Allein geblieben, dachte Bachmann über das alles nach. Er ging hinunter zum Steg und sah die Sonne wie einen rötlichen Ball in einer hellen weißlichen Luft schwimmen. Sie wärmte nicht mehr, vom 'Wasser und von den Wiesen stieg ein kräftiger Geruch auf, feucht und würzig.
΄Na ja΄, dachte Bachmann, ΄das wär’s dann also. Fang mal wirklich an.΄
Vom Haus des Meisters aus telefonierte er nach einer Taxe. Er musste warten, durfte im Wohnzimmer des Meisters sitzen und eine Tasse Kaffee trinken. Die Frau sprach Bachmann nicht an, aber er musterte sie, und er stellte sich vor, wie diese kleine grauhaarige Frau vor vierzig Jahren mit Hand angelegt hatte bei den billigen Paddelbooten.

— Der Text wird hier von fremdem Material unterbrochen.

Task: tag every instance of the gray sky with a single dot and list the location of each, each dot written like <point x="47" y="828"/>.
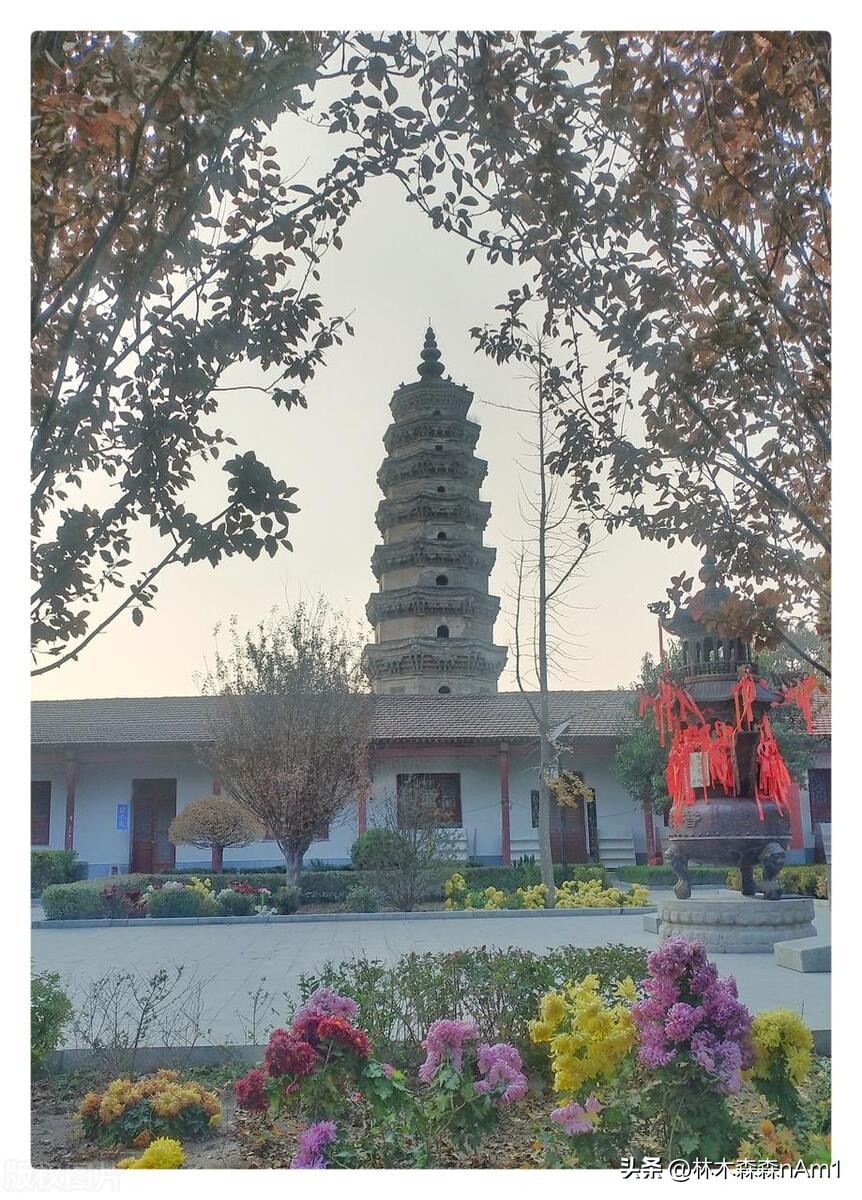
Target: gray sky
<point x="393" y="274"/>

Die Taxe brachte ihn bis vor die Haustür, Bachmann zahlte und ging wie neulich durch den Keller nach oben in sein Zimmer. Er wollte jetzt von niemand angesprochen werden. Auf dem Tisch an seinem Bett und den kleinen Sesseln lagen Zettel.
Elf Uhr zum Arzt, stand auf den Zetteln. Bachmann legte sie beiseite, wusch sich flüchtig und legte sich zu Bett. Er war erschöpft, aber er fühlte sich ganz wohl.